To tone triceps and avoid sagging arms:

Position: standing, left leg placed in front of the right, slightly flexing the trunk forward and resting the left hand on a bench. Right arm extended towards the floor, in hand a small dumbbell.

Movement: a) With the right arm flexed and the elbow in horizontal line with the shoulder, the arm should be extended backward, taking the form shown in the image above. When finished, execute with the other arm. Keep your back straight, never arched. The neck should be in line with the rest of the spine.

Exercise for triceps with dumbbells:

Triceps work with variation

On your knees or standing, back straight.

Straight back, standing, legs slightly apart.

Movement: Start with the arm extended upwards, and flex until you reach an angle of 90 °.


Exercise to tone shoulders and back of the arm:

The work of this exercise is concentrated in the triceps and is the most effective for toning the back of the arm where flaccidity is mostly present.

The elbows should point backward and not to the sides, back straight, legs together. It is recommended to put the fingers of the hand near the edges and to the sides, this will help to keep the direction of the elbows backward.
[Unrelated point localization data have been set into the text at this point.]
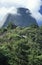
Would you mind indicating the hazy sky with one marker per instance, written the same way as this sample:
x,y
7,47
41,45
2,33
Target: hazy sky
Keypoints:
x,y
9,6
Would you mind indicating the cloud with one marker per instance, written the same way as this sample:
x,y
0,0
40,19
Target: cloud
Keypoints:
x,y
9,6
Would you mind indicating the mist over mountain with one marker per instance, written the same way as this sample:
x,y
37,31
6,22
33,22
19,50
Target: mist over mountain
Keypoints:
x,y
22,18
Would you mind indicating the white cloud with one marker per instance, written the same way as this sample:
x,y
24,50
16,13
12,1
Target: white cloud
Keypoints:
x,y
8,6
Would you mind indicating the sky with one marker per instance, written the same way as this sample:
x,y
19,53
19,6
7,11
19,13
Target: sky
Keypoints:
x,y
9,6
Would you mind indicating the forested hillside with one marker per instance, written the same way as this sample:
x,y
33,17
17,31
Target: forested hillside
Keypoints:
x,y
21,45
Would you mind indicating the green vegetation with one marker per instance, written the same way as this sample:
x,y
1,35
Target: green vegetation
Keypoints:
x,y
21,45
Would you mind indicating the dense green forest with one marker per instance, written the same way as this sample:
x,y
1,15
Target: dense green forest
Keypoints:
x,y
21,45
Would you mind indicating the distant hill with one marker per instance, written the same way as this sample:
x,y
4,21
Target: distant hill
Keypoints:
x,y
22,18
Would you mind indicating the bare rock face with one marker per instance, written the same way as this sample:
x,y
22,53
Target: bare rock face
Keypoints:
x,y
22,18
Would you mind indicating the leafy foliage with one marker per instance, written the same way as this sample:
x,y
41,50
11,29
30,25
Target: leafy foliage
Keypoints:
x,y
21,45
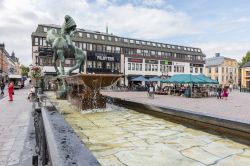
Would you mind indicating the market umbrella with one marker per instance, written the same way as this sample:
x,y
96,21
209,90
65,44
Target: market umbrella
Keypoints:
x,y
154,79
140,78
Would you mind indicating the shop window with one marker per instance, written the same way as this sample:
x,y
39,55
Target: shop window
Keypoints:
x,y
133,66
89,64
36,41
129,66
99,64
196,70
137,67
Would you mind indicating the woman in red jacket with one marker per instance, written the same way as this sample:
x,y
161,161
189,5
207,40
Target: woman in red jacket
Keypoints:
x,y
10,91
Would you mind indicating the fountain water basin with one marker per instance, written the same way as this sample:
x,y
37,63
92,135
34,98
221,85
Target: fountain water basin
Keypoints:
x,y
84,89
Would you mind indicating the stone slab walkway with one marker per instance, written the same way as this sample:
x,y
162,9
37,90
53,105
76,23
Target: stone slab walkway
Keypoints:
x,y
14,121
236,107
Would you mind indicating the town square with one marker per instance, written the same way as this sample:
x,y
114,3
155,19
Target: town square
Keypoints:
x,y
124,83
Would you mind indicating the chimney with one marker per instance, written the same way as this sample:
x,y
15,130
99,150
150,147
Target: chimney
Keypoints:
x,y
217,54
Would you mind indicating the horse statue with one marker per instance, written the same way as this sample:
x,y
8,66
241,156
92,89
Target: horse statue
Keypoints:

Movement: flex the arms until reaching an angle of 90 °.

Perform 3 sets of 8 repetitions.

Exercise to overcome the flaccidity of the arms one at a time

First days:

8 repetitions followed for each arm, 2 times each arm.

Medium level:

8 repetitions followed for each arm, 2 times each arm.

8 reps with three small rebounds for each arm. Rebounds are average extensions before reaching the resting position.

Advanced level:

8 repetitions followed for each arm, 3 times each arm.

8 reps with three small rebounds for each arm.